For ROS1-rearranged tumors, early drugs showed response rates of about 72%, with disease held in check for a median of roughly 19 months. Newer agents have pushed response rates even higher. In one study of treatment-naive patients, an alternative drug achieved an 86% response rate with a median of 19 months before the disease progressed. Several of these drugs also cross into the brain effectively, which matters because lung cancer commonly spreads there. In one trial, 80% of patients with brain metastases from ROS1-positive tumors saw their brain tumors shrink.
KRAS G12C: A Once “Undruggable” Target
For decades, the KRAS protein was considered impossible to target with drugs. That changed in 2021 with the first approved KRAS G12C inhibitor, followed by a second drug that received accelerated FDA approval in December 2022. These are currently approved for patients whose KRAS G12C-mutated NSCLC has progressed after at least one prior treatment. Companion diagnostic tests, available through both tissue and blood-based platforms, are approved alongside these drugs to confirm the mutation.
While KRAS G12C inhibitors haven’t yet matched the dramatic response rates seen with EGFR or ALK drugs, they opened a door for the largest single group of mutation-carrying lung cancer patients, and newer combinations are being actively tested to improve outcomes.
Side Effects of Targeted Therapy
Targeted therapies are generally better tolerated than chemotherapy, but they aren’t side-effect free. The specific side effects depend on which molecular pathway the drug blocks. The most common issues include skin problems (rash, itching, dry skin), diarrhea, and potential damage to the liver, kidneys, or thyroid gland.
Skin rash is particularly common with EGFR-targeted drugs. It can range from mild to quite bothersome, sometimes requiring dose adjustments or skin-focused treatments. Diarrhea is another frequent side effect across several drug classes. Doctors typically monitor liver and thyroid function with regular blood tests during treatment. Most side effects are manageable and reversible, but they do require ongoing communication with your care team so adjustments can be made early.
Why Targeted Therapy Eventually Stops Working
One of the most frustrating aspects of targeted therapy is that cancers almost always develop resistance over time. The tumor cells mutate further, finding workarounds to bypass the drug’s blockade. A mechanism of resistance can be identified in roughly 60 to 70% of cases that progress on treatment.
The most well-understood example is the T790M mutation, which appears in about 50% of patients whose EGFR-mutated tumors stop responding to earlier-generation drugs. This specific resistance mutation is the reason third-generation EGFR inhibitors were developed. Other resistance mechanisms include the tumor activating entirely different growth pathways to sidestep the blocked one, or even transforming into a different cell type altogether.

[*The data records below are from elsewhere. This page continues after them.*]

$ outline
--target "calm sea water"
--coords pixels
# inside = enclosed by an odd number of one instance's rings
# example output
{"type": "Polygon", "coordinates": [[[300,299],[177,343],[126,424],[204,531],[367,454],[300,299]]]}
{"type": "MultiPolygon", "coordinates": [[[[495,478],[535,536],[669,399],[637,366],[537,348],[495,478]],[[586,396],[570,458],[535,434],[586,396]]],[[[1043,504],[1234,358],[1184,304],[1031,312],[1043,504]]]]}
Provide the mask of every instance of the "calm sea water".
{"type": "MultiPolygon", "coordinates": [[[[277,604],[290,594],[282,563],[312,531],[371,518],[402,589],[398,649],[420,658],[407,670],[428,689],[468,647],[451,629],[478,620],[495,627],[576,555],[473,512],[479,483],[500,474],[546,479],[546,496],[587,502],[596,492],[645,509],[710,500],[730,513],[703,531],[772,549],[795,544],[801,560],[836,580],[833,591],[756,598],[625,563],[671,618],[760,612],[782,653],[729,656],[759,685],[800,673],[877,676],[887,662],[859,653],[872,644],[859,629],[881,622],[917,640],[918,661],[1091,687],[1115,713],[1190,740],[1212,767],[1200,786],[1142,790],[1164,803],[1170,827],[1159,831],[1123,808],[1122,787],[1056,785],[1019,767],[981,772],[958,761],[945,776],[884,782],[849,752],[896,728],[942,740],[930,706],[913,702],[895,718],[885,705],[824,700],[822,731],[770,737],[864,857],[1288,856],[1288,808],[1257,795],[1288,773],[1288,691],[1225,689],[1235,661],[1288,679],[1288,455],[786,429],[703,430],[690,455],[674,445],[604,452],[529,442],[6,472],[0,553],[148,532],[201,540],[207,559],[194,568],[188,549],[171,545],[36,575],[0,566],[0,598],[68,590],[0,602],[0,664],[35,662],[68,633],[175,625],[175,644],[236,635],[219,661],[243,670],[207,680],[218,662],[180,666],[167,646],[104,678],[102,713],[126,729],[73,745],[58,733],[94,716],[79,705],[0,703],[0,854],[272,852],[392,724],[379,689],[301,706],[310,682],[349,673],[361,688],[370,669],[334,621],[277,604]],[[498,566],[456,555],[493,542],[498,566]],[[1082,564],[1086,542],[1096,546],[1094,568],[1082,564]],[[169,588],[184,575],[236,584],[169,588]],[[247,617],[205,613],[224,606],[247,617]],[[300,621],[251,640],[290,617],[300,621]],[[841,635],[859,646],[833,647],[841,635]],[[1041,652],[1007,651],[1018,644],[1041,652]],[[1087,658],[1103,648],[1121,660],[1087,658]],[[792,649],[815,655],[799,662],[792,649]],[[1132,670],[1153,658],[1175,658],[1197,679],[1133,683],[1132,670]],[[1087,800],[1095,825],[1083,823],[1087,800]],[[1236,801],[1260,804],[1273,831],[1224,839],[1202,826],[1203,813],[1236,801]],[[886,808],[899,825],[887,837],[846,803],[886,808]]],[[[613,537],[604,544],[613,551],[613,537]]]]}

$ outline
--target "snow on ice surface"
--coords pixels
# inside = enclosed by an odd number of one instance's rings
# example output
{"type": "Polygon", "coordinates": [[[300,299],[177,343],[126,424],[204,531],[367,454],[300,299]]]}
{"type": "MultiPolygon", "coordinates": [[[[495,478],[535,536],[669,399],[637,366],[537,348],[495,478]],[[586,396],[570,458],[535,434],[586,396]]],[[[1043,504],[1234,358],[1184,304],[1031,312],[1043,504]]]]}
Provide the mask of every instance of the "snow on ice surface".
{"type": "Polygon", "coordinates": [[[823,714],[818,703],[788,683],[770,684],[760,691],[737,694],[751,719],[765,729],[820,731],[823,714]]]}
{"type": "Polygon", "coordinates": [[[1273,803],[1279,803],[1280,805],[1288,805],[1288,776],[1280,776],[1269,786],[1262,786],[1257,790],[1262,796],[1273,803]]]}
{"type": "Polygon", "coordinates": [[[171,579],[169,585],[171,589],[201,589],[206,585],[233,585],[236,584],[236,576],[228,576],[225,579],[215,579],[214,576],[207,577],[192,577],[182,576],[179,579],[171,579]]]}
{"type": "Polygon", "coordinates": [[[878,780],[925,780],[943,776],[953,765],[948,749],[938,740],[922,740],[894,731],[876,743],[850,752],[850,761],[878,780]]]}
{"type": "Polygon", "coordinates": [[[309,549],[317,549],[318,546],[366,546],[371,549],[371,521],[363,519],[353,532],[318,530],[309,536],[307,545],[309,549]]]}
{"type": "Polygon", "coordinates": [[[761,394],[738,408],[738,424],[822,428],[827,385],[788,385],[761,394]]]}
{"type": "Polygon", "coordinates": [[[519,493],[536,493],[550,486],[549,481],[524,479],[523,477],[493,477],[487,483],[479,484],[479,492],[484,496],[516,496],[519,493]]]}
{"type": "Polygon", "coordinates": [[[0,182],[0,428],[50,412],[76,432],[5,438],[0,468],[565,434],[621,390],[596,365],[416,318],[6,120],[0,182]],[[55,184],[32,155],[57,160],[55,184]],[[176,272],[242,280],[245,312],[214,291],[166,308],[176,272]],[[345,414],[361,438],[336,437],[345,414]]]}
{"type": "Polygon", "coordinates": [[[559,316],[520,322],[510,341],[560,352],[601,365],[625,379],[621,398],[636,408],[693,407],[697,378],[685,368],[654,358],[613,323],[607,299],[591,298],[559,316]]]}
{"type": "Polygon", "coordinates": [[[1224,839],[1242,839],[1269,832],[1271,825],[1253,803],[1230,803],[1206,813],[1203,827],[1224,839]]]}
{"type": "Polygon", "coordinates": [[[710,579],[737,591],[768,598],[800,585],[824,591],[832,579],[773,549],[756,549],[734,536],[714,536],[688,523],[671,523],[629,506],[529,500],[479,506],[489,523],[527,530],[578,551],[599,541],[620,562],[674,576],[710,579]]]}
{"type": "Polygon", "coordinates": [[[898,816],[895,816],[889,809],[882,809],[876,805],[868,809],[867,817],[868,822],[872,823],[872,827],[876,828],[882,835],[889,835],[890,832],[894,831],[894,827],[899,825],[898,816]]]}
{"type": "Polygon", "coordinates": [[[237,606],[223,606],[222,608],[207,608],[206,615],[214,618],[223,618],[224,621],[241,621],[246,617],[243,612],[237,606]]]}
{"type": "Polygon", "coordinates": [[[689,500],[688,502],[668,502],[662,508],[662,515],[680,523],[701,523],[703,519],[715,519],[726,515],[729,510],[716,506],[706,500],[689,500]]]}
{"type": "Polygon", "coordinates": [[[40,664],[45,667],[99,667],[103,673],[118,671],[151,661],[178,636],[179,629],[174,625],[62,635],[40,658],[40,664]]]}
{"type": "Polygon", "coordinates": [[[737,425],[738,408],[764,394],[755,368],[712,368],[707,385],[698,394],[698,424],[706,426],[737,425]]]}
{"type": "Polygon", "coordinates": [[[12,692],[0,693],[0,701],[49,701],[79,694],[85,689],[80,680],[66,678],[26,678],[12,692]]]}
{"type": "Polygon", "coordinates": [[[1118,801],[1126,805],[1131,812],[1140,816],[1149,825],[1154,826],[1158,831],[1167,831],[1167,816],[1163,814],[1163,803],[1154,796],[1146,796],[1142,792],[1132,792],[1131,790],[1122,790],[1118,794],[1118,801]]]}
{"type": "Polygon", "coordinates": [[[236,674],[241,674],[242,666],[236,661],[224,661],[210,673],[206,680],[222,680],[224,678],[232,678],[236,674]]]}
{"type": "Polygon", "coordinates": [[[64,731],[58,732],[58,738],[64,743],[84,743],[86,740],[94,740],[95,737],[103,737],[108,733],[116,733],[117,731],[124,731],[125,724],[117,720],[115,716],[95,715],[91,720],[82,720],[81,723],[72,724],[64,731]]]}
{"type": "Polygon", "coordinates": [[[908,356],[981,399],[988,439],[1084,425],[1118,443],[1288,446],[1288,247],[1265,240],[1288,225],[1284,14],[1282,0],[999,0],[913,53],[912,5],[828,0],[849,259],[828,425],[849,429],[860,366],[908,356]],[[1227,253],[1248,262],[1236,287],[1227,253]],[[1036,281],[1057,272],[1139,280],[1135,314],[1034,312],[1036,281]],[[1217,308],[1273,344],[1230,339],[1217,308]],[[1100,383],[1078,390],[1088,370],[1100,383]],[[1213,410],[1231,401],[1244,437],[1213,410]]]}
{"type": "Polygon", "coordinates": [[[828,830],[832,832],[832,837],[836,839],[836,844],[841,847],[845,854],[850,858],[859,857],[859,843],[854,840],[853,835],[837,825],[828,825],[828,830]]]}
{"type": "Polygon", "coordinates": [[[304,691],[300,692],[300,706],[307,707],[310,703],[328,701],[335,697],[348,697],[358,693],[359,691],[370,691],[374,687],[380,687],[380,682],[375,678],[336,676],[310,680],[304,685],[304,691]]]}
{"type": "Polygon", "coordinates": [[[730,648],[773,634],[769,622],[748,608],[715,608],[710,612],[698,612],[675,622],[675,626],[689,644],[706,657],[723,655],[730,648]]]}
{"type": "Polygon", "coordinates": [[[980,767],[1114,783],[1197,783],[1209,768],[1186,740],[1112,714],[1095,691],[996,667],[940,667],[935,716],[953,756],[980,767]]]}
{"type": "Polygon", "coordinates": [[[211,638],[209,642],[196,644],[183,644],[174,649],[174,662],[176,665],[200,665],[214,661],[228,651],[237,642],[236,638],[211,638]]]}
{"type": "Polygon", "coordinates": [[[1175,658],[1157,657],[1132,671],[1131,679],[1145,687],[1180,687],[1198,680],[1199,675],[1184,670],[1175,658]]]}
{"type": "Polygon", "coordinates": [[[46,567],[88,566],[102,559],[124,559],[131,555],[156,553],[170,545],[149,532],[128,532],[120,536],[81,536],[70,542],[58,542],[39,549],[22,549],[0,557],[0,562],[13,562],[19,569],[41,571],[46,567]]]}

When resistance develops, doctors often perform another biopsy (tissue or liquid) to identify the new mutation driving growth. This information can guide the next treatment choice, whether that’s a different targeted drug, immunotherapy, chemotherapy, or a combination. The timeline varies widely: some patients respond to a targeted drug for years, while others see resistance emerge within months.
Targeted Therapy and Small Cell Lung Cancer
Nearly all of the targeted therapy advances apply to non-small cell lung cancer. Small cell lung cancer (SCLC) is biologically different, with fewer of the clearly targetable mutations that make precision drugs possible. Antiangiogenic drugs that worked in NSCLC have failed to improve survival in SCLC, underscoring just how distinct these cancers are at the molecular level. Research into SCLC-specific targets is ongoing, but for now, chemotherapy and immunotherapy remain the mainstays for that disease.